Güllü, “İzmir'de kadın erkek eşitliğinin çok da yüksek olduğunu düşünmüyorum. İzmir'e şöyle bir baktığımızda; İzmir'in Baro Başkanı, Tabip Odası Başkanı, Büyükşehir Belediye Başkanı kadın mı? Hayır. Yerel yönetimlerde kaç tane kadın var? Olması gerekenden daha az. İzmir, çok eşit bir şehir dersem, kendi aklımla dalga geçmiş olurum. Eşitlik çok farklı bir kavram. Gece yarısı Alsancak'ta, Kordon'da içki içmek, dolaşmak eşitlik değildir. Gece dışarı çıkmak, eşitliğin bir yansıması değil. Gece dışarı çıkan kişi, ailesinde eşit demektir” diye konuştu.

'ŞİDDETSİZ DÜNYA OLABİLİRDİ'

Kadına yönelik şiddetle mücadelede kadın muhtarlara çok büyük görev düştüğünü bildiren Güllü, kadın muhtarların sayısının artması gerektiğini kaydetti. Canan Güllü, çalışma hayatı süresinde yaklaşık 12 yıl yerel yönetimlerde kadın kaynakları değerlendirme eğitim semineri verdiğini belirterek, şunları söyledi: “Kadın muhtar sayısının artmasına büyük önem verdim. Ben kadın kadının yurdudur diyen bir kadınım. Kadına yönelik şiddetle mücadelede kadın muhtarların önemli yeri olduğunu savundum. Çünkü kadın şiddete uğradığı zaman muhtara gidecekti. Muhtar, kadının yasal haklarını ona anlatacaktı. Bu anlamda da sorun çözülecekti. Önleme politikası ve istihdama yönelmesi için gayret sarf edecekti. Biz, şiddeti erkeklerden görüyoruz. Bu baba oluyor, ağabey oluyor, erkek kardeş oluyor, bu nedenle şiddete uğramış bir kadın bunu gidip de erkek bir muhtara anlatamıyor. Bu nedenle kadın muhtarlarının olması açısından gayret sarf edeceğiz. İddia ediyorum eğer kadınlar olsaydı şiddeti önleme politikalarının daha iyi işlediğini görecektik. Şiddetsiz bir dünya mümkün olabilirdi.”

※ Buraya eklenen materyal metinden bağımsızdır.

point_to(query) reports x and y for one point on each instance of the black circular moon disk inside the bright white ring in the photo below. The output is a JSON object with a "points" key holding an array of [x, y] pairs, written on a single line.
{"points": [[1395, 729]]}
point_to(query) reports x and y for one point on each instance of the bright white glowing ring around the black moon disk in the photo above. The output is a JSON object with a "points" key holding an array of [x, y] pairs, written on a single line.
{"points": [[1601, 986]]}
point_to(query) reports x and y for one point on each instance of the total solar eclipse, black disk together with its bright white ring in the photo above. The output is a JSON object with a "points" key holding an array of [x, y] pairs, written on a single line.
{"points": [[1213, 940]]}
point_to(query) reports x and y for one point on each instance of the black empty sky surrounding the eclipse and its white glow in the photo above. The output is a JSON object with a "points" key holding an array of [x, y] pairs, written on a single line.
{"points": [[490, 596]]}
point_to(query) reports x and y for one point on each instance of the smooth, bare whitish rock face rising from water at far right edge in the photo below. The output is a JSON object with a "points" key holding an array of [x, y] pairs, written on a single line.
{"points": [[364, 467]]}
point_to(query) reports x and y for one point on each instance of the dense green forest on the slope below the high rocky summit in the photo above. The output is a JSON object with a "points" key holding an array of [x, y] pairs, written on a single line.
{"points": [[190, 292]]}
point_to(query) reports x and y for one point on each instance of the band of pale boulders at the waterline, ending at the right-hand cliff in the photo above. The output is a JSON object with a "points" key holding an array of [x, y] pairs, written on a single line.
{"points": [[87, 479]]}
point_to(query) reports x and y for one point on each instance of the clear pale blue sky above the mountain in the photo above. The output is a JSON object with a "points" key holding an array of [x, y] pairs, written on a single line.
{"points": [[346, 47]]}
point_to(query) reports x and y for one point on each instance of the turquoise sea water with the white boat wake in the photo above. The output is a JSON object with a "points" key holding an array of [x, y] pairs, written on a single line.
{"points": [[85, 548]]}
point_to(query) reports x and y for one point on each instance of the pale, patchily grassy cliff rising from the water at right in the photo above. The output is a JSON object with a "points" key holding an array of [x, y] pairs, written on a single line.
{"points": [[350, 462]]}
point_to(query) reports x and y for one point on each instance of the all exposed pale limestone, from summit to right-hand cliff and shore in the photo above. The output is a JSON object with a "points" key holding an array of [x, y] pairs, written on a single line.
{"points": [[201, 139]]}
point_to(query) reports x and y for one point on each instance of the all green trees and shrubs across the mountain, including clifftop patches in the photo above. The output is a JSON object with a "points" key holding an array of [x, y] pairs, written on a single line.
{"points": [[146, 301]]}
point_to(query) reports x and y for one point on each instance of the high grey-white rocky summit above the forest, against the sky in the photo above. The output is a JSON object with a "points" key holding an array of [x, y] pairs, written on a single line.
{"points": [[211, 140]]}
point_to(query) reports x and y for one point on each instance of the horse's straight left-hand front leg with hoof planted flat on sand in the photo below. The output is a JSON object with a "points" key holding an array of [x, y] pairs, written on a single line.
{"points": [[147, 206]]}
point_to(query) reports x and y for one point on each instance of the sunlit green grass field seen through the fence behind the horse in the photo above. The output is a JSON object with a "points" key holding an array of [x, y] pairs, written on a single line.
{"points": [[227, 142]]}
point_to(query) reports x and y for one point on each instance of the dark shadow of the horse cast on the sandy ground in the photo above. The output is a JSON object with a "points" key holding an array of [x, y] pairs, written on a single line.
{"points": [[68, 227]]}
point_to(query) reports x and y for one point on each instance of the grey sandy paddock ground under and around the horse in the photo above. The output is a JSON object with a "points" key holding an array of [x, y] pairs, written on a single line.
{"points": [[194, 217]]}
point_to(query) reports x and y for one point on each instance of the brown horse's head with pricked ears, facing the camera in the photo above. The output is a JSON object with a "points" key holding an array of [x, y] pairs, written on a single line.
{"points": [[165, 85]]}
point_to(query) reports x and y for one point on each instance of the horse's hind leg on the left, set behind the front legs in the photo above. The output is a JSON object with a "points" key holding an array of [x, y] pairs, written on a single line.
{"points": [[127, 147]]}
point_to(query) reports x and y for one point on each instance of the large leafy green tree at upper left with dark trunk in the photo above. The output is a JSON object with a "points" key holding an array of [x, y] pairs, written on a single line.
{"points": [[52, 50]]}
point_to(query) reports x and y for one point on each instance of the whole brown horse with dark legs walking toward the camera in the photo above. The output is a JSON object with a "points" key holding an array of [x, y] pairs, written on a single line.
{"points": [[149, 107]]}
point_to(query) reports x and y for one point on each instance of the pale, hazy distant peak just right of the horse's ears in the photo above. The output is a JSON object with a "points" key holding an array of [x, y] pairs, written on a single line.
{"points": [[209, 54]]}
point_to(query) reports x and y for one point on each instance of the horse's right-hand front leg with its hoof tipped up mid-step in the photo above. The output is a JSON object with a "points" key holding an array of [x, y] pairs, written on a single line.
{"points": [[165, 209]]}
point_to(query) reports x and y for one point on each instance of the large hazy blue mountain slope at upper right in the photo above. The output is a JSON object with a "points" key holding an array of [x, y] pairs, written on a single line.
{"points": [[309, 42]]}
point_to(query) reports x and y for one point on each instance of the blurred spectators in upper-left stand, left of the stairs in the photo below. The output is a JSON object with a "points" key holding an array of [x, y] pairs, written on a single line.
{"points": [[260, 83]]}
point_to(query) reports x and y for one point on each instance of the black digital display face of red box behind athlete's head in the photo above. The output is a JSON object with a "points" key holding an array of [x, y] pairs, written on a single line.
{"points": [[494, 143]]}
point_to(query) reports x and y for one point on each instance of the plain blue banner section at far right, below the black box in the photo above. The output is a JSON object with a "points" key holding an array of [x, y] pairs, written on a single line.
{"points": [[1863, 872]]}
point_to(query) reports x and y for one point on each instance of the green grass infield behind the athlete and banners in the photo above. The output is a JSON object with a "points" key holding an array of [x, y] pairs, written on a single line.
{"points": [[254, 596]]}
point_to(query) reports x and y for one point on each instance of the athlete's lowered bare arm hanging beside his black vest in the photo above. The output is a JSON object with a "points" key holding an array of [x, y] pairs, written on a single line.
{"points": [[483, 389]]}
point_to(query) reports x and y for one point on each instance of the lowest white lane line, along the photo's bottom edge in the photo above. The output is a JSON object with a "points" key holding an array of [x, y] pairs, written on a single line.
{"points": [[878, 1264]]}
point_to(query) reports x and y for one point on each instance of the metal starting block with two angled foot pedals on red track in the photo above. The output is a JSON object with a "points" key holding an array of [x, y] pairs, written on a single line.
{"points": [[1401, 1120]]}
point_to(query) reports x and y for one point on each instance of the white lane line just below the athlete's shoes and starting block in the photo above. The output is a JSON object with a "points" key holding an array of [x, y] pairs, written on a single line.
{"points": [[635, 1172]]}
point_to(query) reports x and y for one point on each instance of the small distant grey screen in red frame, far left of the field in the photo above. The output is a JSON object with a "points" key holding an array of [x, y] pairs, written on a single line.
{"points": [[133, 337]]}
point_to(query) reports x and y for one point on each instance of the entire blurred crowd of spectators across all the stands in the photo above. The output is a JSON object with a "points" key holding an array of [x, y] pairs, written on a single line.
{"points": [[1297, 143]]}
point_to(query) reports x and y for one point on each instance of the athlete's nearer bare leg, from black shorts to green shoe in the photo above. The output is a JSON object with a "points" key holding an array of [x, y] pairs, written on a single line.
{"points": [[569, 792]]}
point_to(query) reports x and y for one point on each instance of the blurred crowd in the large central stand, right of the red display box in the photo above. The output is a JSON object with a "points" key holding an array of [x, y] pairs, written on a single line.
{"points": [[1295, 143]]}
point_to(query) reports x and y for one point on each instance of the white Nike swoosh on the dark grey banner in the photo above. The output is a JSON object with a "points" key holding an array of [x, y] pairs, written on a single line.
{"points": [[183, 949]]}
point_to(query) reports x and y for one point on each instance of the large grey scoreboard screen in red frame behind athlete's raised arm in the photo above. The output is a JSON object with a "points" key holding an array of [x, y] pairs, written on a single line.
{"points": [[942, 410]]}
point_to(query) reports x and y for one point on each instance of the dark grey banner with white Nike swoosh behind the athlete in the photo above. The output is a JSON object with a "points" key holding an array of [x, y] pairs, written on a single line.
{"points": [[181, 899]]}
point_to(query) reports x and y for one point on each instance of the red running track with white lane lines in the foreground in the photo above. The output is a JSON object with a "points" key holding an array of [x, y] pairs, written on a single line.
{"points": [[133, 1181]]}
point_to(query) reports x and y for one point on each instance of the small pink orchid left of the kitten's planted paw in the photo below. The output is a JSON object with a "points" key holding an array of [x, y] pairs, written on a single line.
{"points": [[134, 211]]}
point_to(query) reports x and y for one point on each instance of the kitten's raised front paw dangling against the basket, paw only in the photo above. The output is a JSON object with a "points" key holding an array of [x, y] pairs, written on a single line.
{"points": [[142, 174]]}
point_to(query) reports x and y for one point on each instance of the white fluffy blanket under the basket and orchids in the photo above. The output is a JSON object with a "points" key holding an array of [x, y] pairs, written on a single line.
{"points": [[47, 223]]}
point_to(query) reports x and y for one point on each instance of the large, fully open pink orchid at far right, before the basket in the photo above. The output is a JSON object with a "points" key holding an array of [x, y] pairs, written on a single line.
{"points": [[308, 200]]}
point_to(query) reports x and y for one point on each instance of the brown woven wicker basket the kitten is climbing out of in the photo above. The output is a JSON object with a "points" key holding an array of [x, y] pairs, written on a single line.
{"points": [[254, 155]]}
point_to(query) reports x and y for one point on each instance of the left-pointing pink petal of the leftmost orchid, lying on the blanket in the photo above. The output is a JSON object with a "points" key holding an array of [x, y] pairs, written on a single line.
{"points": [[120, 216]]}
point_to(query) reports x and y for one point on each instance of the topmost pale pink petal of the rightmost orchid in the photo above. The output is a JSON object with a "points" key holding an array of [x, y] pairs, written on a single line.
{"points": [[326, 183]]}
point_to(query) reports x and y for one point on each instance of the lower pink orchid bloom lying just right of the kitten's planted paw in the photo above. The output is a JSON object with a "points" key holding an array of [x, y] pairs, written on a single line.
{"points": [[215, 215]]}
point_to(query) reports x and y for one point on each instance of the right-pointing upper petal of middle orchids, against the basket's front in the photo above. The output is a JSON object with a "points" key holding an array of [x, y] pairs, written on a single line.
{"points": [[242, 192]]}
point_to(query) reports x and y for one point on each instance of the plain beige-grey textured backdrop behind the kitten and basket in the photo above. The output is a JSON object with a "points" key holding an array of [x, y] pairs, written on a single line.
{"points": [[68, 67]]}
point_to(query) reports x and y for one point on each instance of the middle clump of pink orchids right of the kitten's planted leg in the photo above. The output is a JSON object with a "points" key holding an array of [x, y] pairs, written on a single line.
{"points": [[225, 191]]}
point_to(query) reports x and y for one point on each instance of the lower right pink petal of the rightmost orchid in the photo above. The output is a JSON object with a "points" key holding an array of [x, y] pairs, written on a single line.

'Umutsuz değilim mücadele kazanacak'
Geleceğe umutla baktığını ve mücadelenin her zaman kazandıracağını ifade eden Güllü, kadına karşı şiddetin ne olduğunun bilinmediği günlerden beri kadın hareketinin içinde olduğunu, artık kadına karşı şiddetin konuşulmaya başladığını belirtti. Bunun kadın hareketinin arttığını gösterdiğini söyleyen Güllü, “Eğer iktidar bunu biraz siyasileştirmeseydi bugün bu sorunları yaşamayacaktık. Yeni iktidarlar, yeni konumlar bizi daha iyi yere getirecektir. Umutsuz asla değilim. Mücadele kazandırır. Mücadelenin kazandırdığı her noktaya tanık etmiş bir kadınım” dedi.